Possiamo davvero sperare che dopo latelefonata di due ore tra Donald Trump e Vladimir Putin l’Ucraina sia più vicina a una pace giusta e duratura? Per crederlo bisogna essere molto ottimisti, perché le incognite non mancano.

Oggi non possiamo fare altro che condividere la prudenza di Volodymyr Zelenskyj che, come il resto del mondo, è costretto a osservare gli eventi dall’esterno. La sera del 18 marzo il presidente ucraino sperava di parlare con Trump per scoprire, per citare le sue parole, “quello che i russi hanno offerto agli statunitensi e quello che gli statunitensi hanno offerto ai russi”. Zelenskyj si è detto convinto che Mosca non sia “pronta a mettere fine alla guerra”.

Dalle informazioni comunicate da Washington possiamo dedurre che Putin non abbia accettato la stessa offerta che il suo omologo ucraino aveva accolto in occasione dei suoi colloqui con gli statunitensi a Jedda. Zelenskyj aveva infatti accettato un cessate il fuoco di trenta giorni, ma Putin si è limitato a promettere che non colpirà le infrastrutture energetiche. Tutti gli altri obiettivi restano plausibili, a cominciare dalle città ucraine.

Questa differenza dimostra che il presidente russo sta ponendo delle precise condizioni, e che non intende accogliere passivamente la proposta della Casa Bianca.

Gli Stati Uniti hanno sottolineato che i colloqui per estendere la tregua e arrivare alla pace cominceranno immediatamente in Medio Oriente, senza ancora precisare il luogo (ma possiamo ipotizzare che si tratti dell’Arabia Saudita). Questo significa che la telefonata del 18 marzo non ha portato a una svolta concreta.

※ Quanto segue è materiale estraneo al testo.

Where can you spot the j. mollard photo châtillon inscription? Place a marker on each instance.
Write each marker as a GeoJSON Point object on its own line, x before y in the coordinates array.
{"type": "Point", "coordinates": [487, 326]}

L’unica domanda a cui è impossibile rispondere riguarda il comportamento di Trump durante il colloquio. Il presidente statunitense vuole a tutti i costi un accordo per incassare un successo diplomatico, in un momento in cui il fronte economico negli Stati Uniti suscita maggiore preoccupazione. Ma fino a che punto è disposto a fare concessioni alle esigenze russe? Sarà questo elemento a condizionare il resto.

L’argomento più sensibile riguarda la possibilità che l’Ucraina, al termine del negoziato, abbia i mezzi per difendersi. Putin pretende (e non sappiamo cosa ne pensi Trump) che gli occidentali smettano di consegnare armi a Kiev dopo la conclusione della tregua.

Se sarà così, l’Ucraina si ritroverà alla mercé del Cremlino nel caso in cui, con qualsiasi pretesto, la Russia dovesse decidere di riprendere la guerra. È possibile che Trump stia cercando di convincere Putin ad accettare la presenza di soldati europei sul suolo ucraino per garantire la pace? Un veto russo sarebbe un pessimo auspicio.

Oggi il mondo si comporta come se il 18 marzo fosse stato compiuto un passo avanti in direzione della pace. E forse è davvero così, ma allo stato attuale nessuno può esserne sicuro. Soprattutto considerando che Sergej Lavrov, ministro degli esteri russo, ha accompagnato l’annuncio della tregua parziale sulle infrastrutture energetiche a una menzogna, dichiarando che Mosca non ha mai preso di mira obiettivi civili.

Se Trump fosse un intermediario onesto potrebbe suscitare la fiducia del resto del mondo. Da due mesi, invece, è chiaro che il presidente statunitense vuole assolutamente riavvicinarsi a Putin, mentre per Zelenskyj prova più che altro disprezzo. Gli interessi economici della Russia sembrano per lui più importanti che la fine della guerra per gli ucraini.

Quindi attenzione, perché il diavolo si nasconde nei dettagli degli accordi di pace. In questo caso ancora più del solito.